But it was also one that would later inform VFMC’s approach to how its team should work.  
 
“My team did an amazing job through lockdowns without us insisting they be in the office,” Galvin says. “All work here is flexible. I think people need social connection, and my direction is that everyone be in the office three days a week, but we are really committed to how we work flexibly and setting up for a future of work that is very different from the way I worked at Goldman Sachs, where I was at the desk at 7:30 every morning.”  
 
Despite being in financial services for more than 20 years, Galvin had “a lot to learn” about asset owners. But that helped her to recognise that a CEO cannot – and should not – try and solve every problem themselves.  
 
“The hard thing about it was that lawyers are trying to be experts in things, and one of the most important things about being a good CEO is to recognize that you don’t have to be an expert in everything, but you have to be able to pick the problems and pick the right people to deal with them,”  Galvin says. “The learning curve was challenging.  
 
“But you keep learning. The problems that come to the CEO aren’t the problems that are easy to fix. You have a lot of challenging decisions and conversations. It’s an incredible job, because I still learn things every day… You don’t have to be perfect at it. The whole point of it is not to be perfect, and that you are incredibly privileged to have a job where you learn new things every day.”  
 
VFMC, unlike some of its state sovereign peers, is not open to external money – a strategy that Galvin examined when she took on the CEO role.  
 
“When you set the strategy there were some choices that you’re looking at making strategically, and one of them is ‘do you take external monies?’. My view would be that you only do that if you’ve got a real competitive advantage. QIC’s expertise in property gives them a competitive advantage in that space – from time to time we invest with QIC. And with the FUM we’re at, which is around $100 billion, why would you do it? 
 
“It would be a distraction. We’ve already directly invest a third of our funds. It’s a different growth projections, it’s a very different kind of strategic play. And to build that up is a five-to-10-year proposition. I’m an evolution not a revolution CEO. That doesn’t mean it’s not something we wouldn’t revisit in the future, but why would you start a funds management business when it’s pretty challenging to be an external fund manager?”  
 
VFMC manages Australian equities and some of its international equity allocation in house, as well as fixed income and cash and its dynamic asset allocation program.  

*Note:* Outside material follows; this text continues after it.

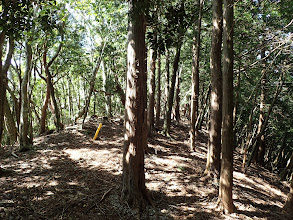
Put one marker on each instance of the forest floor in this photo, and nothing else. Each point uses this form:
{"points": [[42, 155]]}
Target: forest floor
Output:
{"points": [[69, 176]]}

The “biggest strategic question for capital allocators” is what they bring in-house and what they hand to external managers, Galvin says.  
 
“We made a conscious decision to ask where we have the skills, where we could continue to lean in, and we think that around a third [of the portfolio] internally managed is where we’re at. That doesn’t mean that if we have a good idea and think we can execute that better than doing it externally that we wouldn’t, but we think we’re probably where we need to be.”